ГУТОВ: Твой подход к Марксу слишком традиционен. Это как говорить про Фрейда в основном то, что он открыл биологическое, бессознательное и подсознательное. Зачем возвращаться к самому традиционному взгляду на Маркса? Ведь он гораздо более сложный автор, чем кажется на поверхности.
ГРОЙС: Да, я фундаменталист в вопросе Маркса и с большим удовольствием писал бы как фундаменталист о Ницше и Фрейде (что я, собственно, и делаю). Это «новое прочтение» кажется мне крайне наивным и неосторожным. В основе марксизма лежит здравый смысл и напоминание о том, что здравый смысл есть. И ничего плохого я в этом не вижу. Это такая бабушкина мудрость, которая зачастую бывает полезна.
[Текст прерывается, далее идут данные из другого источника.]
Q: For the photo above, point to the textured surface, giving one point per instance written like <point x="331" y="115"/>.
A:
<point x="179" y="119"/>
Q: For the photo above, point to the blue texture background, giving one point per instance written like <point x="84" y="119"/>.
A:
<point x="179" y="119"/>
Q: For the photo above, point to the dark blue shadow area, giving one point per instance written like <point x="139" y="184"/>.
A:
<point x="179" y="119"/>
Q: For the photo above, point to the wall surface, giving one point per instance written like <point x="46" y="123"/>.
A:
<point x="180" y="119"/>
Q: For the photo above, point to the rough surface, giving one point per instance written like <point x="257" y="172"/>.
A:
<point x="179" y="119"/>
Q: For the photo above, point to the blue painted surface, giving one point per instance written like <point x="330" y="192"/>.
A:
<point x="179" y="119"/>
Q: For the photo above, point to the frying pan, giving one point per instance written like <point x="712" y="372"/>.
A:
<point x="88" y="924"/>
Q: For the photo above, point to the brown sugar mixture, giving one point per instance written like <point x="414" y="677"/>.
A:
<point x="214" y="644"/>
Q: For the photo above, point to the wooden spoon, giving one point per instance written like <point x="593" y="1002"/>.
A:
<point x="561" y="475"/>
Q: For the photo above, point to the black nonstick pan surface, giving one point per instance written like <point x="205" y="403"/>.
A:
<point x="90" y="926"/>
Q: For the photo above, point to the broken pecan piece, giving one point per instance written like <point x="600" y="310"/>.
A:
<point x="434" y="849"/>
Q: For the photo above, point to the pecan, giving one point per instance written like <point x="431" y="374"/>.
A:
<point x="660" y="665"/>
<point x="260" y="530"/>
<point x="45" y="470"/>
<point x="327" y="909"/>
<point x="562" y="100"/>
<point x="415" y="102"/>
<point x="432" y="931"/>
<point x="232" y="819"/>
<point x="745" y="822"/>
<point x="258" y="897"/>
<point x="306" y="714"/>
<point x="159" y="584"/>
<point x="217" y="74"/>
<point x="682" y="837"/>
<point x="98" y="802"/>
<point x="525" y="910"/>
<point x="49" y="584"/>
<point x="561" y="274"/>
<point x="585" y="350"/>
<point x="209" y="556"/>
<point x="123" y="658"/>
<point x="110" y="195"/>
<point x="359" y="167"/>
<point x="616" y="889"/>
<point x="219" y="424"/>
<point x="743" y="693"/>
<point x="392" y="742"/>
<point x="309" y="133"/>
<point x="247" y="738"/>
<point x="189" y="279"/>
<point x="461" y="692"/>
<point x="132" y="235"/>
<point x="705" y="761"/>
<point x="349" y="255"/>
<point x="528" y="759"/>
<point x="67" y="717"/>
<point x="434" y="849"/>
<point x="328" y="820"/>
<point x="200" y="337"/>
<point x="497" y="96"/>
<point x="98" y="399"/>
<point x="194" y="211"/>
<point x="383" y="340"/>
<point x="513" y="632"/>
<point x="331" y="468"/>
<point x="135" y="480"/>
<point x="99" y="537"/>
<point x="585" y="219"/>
ГУТОВ: Ну, этот спор нас далеко уведет. Я остаюсь при своих. Исхожу из фразы моих любимых мыслителей о том, что часто люди говорят прямо противоположное тому, что реально хотят сказать. Философы считают, что контекст времени слишком силен и читатели сами разберутся, где правда. Только потом их все-таки понимают буквально. Это влечет за собой катастрофы.
ГРОЙС: Именно это я и хотел сказать. Нельзя проконтролировать интерпретацию других людей. Никогда то, что ты сказал, не будет правильно понято другими. И с этим надо считаться с самого начала.